Southern Oregon Bariatric Center does not perform the DS. This information is offered for educational purposes.
Why is it necessary to remove part of the stomach in the DS?
What is a common tract and why is it significant?
Will malabsorption cause me to become malnourished?
How much protein will I need each day?
Why is it necessary to remove part of the stomach in the DS?
The idea of partial stomach removal is a stumbling block for some people who are considering the Duodenal Switch procedure. However, it needn’t be as scary as all that. The DS stomach is left essentially as a smaller version of its former self, with all of the functionality of an unoperated stomach—just as nature intended it, only smaller.
The DS procedure’s partial gastrectomy divides the stomach along the greater curvature, and the part that is removed is nothing more than a mass of acid-producing tissue. Removal of that mass of tissue (and thus the acids it would create) eliminates the danger of ulcer formation, which would be difficult to diagnose and treat if that stomach tissue were stapled off or transected and not removed (left “blind”, as in the RNY procedure).
In DS patients, the remaining stomach is very close to “natural”. The pyloric valve continues to function normally, and the lower part of the stomach (the antrum) continues its function to churn food into the proper consistency for nutrient absorption in the gut. The DS stomach will eventually (after 18 months or so) expand to hold a small- to normal-sized meal, with weight loss being maintained by the malabsorption component of the procedure. The DS stomach will never go back to its original size.
What is a common tract and why is it significant?
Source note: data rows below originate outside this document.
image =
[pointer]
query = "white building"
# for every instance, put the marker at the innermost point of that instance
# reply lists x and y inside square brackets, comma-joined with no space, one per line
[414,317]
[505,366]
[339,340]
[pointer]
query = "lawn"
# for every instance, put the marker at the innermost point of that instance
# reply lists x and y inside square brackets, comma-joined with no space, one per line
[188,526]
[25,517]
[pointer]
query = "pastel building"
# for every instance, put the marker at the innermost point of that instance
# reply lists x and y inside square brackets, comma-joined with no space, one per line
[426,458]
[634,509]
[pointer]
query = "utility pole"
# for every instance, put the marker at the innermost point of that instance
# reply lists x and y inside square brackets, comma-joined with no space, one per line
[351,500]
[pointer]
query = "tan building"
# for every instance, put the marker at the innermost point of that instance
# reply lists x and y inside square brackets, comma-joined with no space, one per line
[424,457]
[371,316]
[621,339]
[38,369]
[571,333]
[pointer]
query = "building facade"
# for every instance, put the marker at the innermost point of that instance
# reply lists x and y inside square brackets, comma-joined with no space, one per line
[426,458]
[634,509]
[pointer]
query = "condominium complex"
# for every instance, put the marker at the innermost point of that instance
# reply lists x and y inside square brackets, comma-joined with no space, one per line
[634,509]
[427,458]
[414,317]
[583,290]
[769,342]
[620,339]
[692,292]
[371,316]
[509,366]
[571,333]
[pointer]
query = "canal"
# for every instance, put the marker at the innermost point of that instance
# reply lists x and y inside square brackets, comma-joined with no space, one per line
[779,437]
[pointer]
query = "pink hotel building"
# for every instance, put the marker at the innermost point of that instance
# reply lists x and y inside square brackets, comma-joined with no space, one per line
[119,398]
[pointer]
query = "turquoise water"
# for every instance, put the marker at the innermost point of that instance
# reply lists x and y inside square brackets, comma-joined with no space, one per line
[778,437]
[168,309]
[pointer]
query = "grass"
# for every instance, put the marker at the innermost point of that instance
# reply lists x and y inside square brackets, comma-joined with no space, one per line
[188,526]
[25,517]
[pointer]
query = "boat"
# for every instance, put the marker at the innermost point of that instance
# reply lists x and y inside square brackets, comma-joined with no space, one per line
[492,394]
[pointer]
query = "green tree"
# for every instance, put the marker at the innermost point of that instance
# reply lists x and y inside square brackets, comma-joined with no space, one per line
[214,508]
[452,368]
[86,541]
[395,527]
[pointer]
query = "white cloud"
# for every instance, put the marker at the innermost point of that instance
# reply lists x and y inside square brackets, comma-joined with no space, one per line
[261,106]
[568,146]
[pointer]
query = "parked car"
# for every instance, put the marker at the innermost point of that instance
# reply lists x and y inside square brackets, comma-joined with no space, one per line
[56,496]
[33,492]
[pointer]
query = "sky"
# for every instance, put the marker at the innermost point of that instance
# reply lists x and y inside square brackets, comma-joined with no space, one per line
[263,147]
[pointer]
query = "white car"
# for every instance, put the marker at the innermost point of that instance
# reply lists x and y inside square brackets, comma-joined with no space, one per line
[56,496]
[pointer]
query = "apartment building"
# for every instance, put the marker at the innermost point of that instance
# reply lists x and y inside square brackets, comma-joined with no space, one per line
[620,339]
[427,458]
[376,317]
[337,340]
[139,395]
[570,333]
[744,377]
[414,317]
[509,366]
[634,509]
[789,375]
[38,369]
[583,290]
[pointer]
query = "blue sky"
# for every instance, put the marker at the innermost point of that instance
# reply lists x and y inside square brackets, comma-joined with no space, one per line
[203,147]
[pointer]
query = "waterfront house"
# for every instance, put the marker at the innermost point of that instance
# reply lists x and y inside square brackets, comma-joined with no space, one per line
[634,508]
The common tract (or common channel) is the length at the end of the small intestine in which food and digestive juices are able to mix, after being initially kept separate by the intestinal “rerouting” of the gastric bypass procedure. Keeping food and digestive juices initially separate is what enables your body to absorb fewer calories and fats.
You can visualize the surgically rearranged intestine in the shape of a “Y”: digestive juices travel from the liver and pancreas down one arm of the ”Y”; food travels from the stomach down the other arm of the “Y”. At the bottom of the “Y”, these two paths are joined, allowing food and digestive juices to mix and continue on their path toward the large intestine.
Sugars, protein and nutrients are absorbed to a limited degree in the food tract. Fat absorption occurs only in the common tract. Therefore, the shorter the common tract, the less fat absorption can occur. In general, a shorter common tract means that patients might experience more of the side effects that can affect all distal bypass patients (eg. smelly gas, diarrhea, vitamin deficiencies).
When you are researching your surgeon, it is important to question him as to exactly what measurements and methods he will employ in your surgery, and how these might affect you post-operatively.
Will malabsorption cause me to become malnourished?
You will need to take daily multivitamins in order to maintain your health. You may also need extra calcium and iron. Extra protein is sometimes recommended early on, just after surgery. Your doctor may require occasional bloodwork to make sure that you are maintaining the proper levels of vitamins and minerals. If you follow these simple guidelines, malnourishment is very unlikely to occur.
How much protein will I need each day?
As stated in the explanation of the Gastric Bypass Surgery, recommended daily allowance of protein for the general population is 60 grams. In order for DS patients to absorb an adequate amount of protein in our altered digestive tracts, it is generally recommended that we consume around 90 grams of protein each day. Here again, your surgeon may have specific guidelines that you should follow, and it is important that you follow those instructions.